Philippine foreign reserves hit USD 110.9 billion in December
The Philippines’ gross international reserves (GIR) settled at USD 110.9 billion as of end-December 2025, based on preliminary data released by the Bangko Sentral ng Pilipinas (BSP) on Jan. 7, 2026. The latest GIR level provides a strong external liquidity buffer for the country, equivalent to 7.4 months’ worth of imports of goods and payments

By Staff Writer

The Philippines’ gross international reserves (GIR) settled at USD 110.9 billion as of end-December 2025, based on preliminary data released by the Bangko Sentral ng Pilipinas (BSP) on Jan. 7, 2026.
The latest GIR level provides a strong external liquidity buffer for the country, equivalent to 7.4 months’ worth of imports of goods and payments of services and primary income, exceeding the international benchmark of three months’ import cover.
The BSP said the reserve position also covers about 4.0 times the country’s short-term external debt based on residual maturity, indicating ample capacity to meet foreign liabilities falling due within the next 12 months.
Gross international reserves are composed of foreign-denominated securities, foreign exchange, and other reserve assets, including gold, the central bank said.

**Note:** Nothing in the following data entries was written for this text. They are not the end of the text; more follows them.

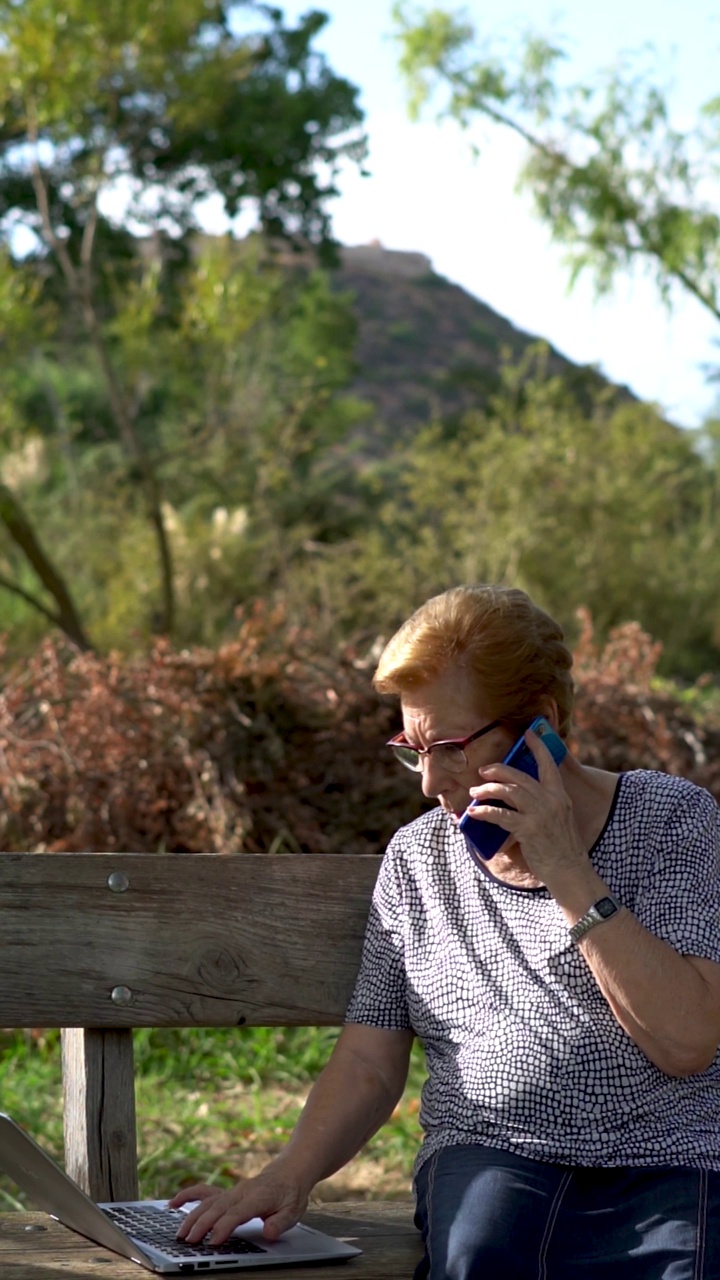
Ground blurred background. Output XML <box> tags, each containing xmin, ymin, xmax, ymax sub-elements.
<box><xmin>0</xmin><ymin>0</ymin><xmax>720</xmax><ymax>851</ymax></box>
<box><xmin>0</xmin><ymin>0</ymin><xmax>720</xmax><ymax>1206</ymax></box>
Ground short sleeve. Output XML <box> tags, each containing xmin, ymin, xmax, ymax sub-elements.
<box><xmin>345</xmin><ymin>836</ymin><xmax>410</xmax><ymax>1030</ymax></box>
<box><xmin>635</xmin><ymin>786</ymin><xmax>720</xmax><ymax>961</ymax></box>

According to the BSP, GIR play a critical role in enabling a country to finance imports and foreign debt obligations, stabilize its currency, and provide a buffer against external economic shocks, particularly during periods of global financial volatility.
By convention, reserve adequacy is assessed on a country’s ability to finance at least three months’ worth of imports and related payments in extreme scenarios when export earnings or foreign borrowing may be disrupted.
Short-term external debt based on residual maturity refers to outstanding external debt with an original maturity of one year or less, plus principal payments on medium- and long-term loans of both the public and private sectors due within the next 12 months.
The BSP noted that the level of GIR is considered adequate if it provides at least 100 percent coverage of the country’s foreign liabilities, public and private, maturing within the immediate 12-month period.
Historical data released by the central bank show that the Philippines’ reserve position has remained above key international adequacy thresholds in recent years, reflecting sustained external sector resilience despite global economic uncertainties.
The BSP regularly monitors reserve levels as part of its mandate to promote monetary and financial stability and ensure the availability of foreign exchange to meet the country’s balance of payments needs.